But back to the most recent telephone call and the fun of speaking with said telemarketer.

Telemarketer: Can I speak with Mr. Shack please?

Jack: Can I tell him who is calling:

Telemarketer: It is a very important telephone call that is of a personal nature.

Jack: That is ok, I am personally acquainted with Mr. Shack and have seen him naked on many occasions.

Dead Silence (Is there any other kind)

Telemarketer: It is very important that I speak with him.

Jack: Ok, it is very important that you tell me who you are because I could lose my job if you do not.

Telemarketer: Sir, you may tell him that I am calling in relationship to his financial future.

Jack: I knew it, last night the fortune cookie said that money was in my future. Of course the first one said something about being tied up in a shoelace factory.

Telemarketer: Is he there?

Jack: Yes, let me get him.

(Pause, followed by me answering the phone. Don’t they recognize my voice.)

Telemarketer: Mr. Shack?

Jack: Yes?

Telemarketer: Excuse me, is this Mr. Shack? You sound just like the man I first spoke with.

Jack: That is because he is me and I am him and we are all together. Koo koo kachoo. I am the walrus.

Telemarketer: Ok. The reason I am calling is because Citibank would like to give you money to use on your home.

Jack: What is the interest rate?

Telemarketer: The what?

Jack: The interest rate?

Telemarketer: Umm, umm, umm

Jack: Skip ahead in your script and I am sure that you can find the numbers. Let’s talk turkey.

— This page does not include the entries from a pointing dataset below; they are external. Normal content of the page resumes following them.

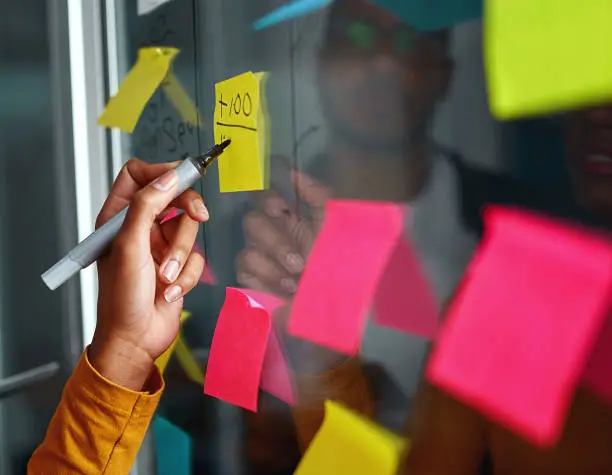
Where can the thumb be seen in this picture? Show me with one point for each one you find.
(146, 205)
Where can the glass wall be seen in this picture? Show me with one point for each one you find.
(363, 107)
(39, 329)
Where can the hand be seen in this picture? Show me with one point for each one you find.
(278, 243)
(146, 273)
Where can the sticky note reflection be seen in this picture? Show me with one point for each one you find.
(241, 115)
(172, 448)
(545, 56)
(354, 249)
(290, 11)
(428, 15)
(598, 372)
(275, 377)
(518, 335)
(163, 360)
(237, 351)
(348, 443)
(124, 109)
(181, 101)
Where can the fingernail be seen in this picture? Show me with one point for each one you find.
(166, 181)
(171, 270)
(274, 207)
(172, 294)
(289, 285)
(200, 209)
(295, 262)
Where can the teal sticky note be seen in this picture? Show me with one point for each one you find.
(172, 448)
(432, 15)
(290, 11)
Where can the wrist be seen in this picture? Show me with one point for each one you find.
(121, 362)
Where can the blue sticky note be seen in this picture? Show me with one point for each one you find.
(172, 448)
(290, 11)
(431, 15)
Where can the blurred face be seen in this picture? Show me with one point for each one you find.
(590, 157)
(380, 79)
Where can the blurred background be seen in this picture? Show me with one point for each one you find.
(348, 86)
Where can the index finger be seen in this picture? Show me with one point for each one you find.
(313, 193)
(135, 175)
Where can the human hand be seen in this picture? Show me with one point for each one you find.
(146, 273)
(279, 240)
(278, 244)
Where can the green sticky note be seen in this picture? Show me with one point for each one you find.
(546, 56)
(172, 448)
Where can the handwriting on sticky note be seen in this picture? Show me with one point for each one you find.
(344, 271)
(560, 60)
(290, 11)
(124, 109)
(237, 351)
(275, 378)
(348, 443)
(425, 15)
(240, 116)
(172, 448)
(517, 337)
(162, 361)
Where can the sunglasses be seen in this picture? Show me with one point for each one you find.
(367, 36)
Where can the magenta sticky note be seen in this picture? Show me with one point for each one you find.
(518, 335)
(237, 351)
(405, 300)
(343, 271)
(275, 378)
(598, 371)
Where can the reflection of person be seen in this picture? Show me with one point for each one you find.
(108, 402)
(379, 83)
(449, 438)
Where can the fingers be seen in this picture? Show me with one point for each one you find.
(180, 234)
(312, 193)
(258, 271)
(187, 279)
(134, 175)
(273, 241)
(144, 208)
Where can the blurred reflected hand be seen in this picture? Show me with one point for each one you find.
(278, 240)
(278, 244)
(146, 273)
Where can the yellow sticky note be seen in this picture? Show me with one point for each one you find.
(180, 99)
(348, 443)
(124, 109)
(241, 115)
(162, 361)
(545, 56)
(188, 362)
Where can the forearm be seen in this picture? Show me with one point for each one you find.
(98, 426)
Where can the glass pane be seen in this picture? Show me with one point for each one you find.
(32, 318)
(363, 107)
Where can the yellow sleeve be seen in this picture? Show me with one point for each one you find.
(98, 426)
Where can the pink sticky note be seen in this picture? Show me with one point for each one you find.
(598, 371)
(275, 377)
(517, 337)
(405, 300)
(237, 351)
(343, 271)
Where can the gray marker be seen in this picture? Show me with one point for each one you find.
(94, 245)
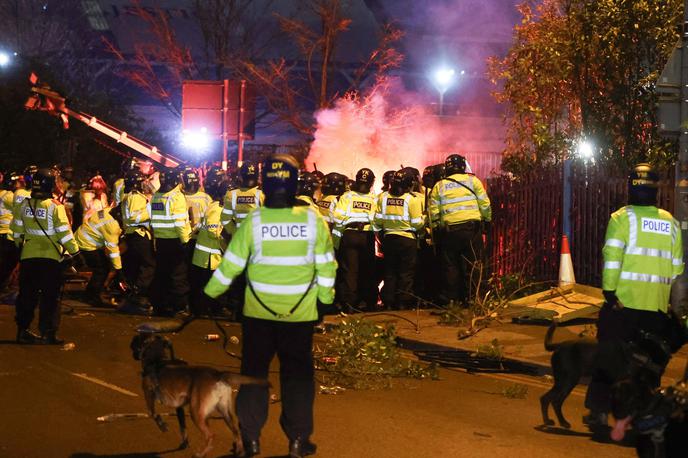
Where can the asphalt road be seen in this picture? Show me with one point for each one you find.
(51, 399)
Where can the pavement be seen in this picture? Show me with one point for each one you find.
(420, 331)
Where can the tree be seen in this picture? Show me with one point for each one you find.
(585, 69)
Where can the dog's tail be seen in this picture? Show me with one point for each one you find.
(549, 346)
(238, 379)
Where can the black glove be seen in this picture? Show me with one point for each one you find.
(610, 298)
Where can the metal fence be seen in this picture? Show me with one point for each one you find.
(527, 221)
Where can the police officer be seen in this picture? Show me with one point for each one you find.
(458, 208)
(400, 218)
(287, 251)
(210, 245)
(9, 255)
(239, 202)
(44, 236)
(306, 188)
(98, 240)
(353, 218)
(139, 259)
(643, 255)
(171, 231)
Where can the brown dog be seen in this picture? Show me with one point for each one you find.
(175, 384)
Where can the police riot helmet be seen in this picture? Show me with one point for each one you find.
(43, 184)
(133, 181)
(169, 178)
(307, 184)
(387, 179)
(248, 172)
(191, 183)
(10, 180)
(642, 185)
(280, 177)
(455, 163)
(216, 183)
(402, 182)
(364, 180)
(29, 172)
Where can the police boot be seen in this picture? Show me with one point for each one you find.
(49, 338)
(27, 337)
(299, 448)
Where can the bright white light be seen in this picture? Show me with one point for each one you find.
(586, 149)
(443, 78)
(197, 140)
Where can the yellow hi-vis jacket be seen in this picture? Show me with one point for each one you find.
(101, 230)
(118, 192)
(19, 196)
(42, 230)
(238, 203)
(399, 215)
(289, 258)
(210, 244)
(169, 218)
(135, 214)
(354, 207)
(452, 202)
(6, 204)
(643, 254)
(196, 205)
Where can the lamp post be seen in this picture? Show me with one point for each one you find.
(443, 79)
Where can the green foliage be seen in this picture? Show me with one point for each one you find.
(493, 350)
(363, 355)
(586, 69)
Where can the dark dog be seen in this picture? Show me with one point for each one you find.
(173, 383)
(573, 359)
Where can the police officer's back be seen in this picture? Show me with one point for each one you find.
(42, 232)
(353, 218)
(171, 232)
(287, 251)
(458, 208)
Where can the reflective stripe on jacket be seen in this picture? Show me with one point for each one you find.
(643, 254)
(354, 207)
(135, 214)
(399, 215)
(210, 245)
(285, 249)
(452, 203)
(101, 230)
(47, 234)
(169, 218)
(6, 204)
(238, 204)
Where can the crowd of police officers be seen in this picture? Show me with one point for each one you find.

Telemarketer: I am confused.

Jack: That’s ok, I am tired. Nice to meet you. Now what about that interest rate.

(Droning of the telemarketer reading the script to me)

Telemarketer: And this is why Citibank would like to give you a no hassle home equity line.

Jack: Ok, can you send it to me by mail.

Telemarketer: What is your email address?

Jack: No, to my home address.

Telemarketer: What is your email address?

Jack: Do you know the words to I can’t Get No Satisfaction” by the Stones

Telemarketer: No.

Jack: What about ‘Jumping Jack Flash?’

Telemarketer: Is that a nickname?

Jack: No. It is a song, let me sing it to you.

Telemarketer: I apologize, but I am not sure that I understand the words.

Jack: That’s ok, I don’t think that Mick does either.

Telemarketer: Who is Mick?

Jack: How about a chorus of “Louie Louie?’ Most people don’t know the words to that either.

And then there was a click and a dial tone. I think that she hung up on me.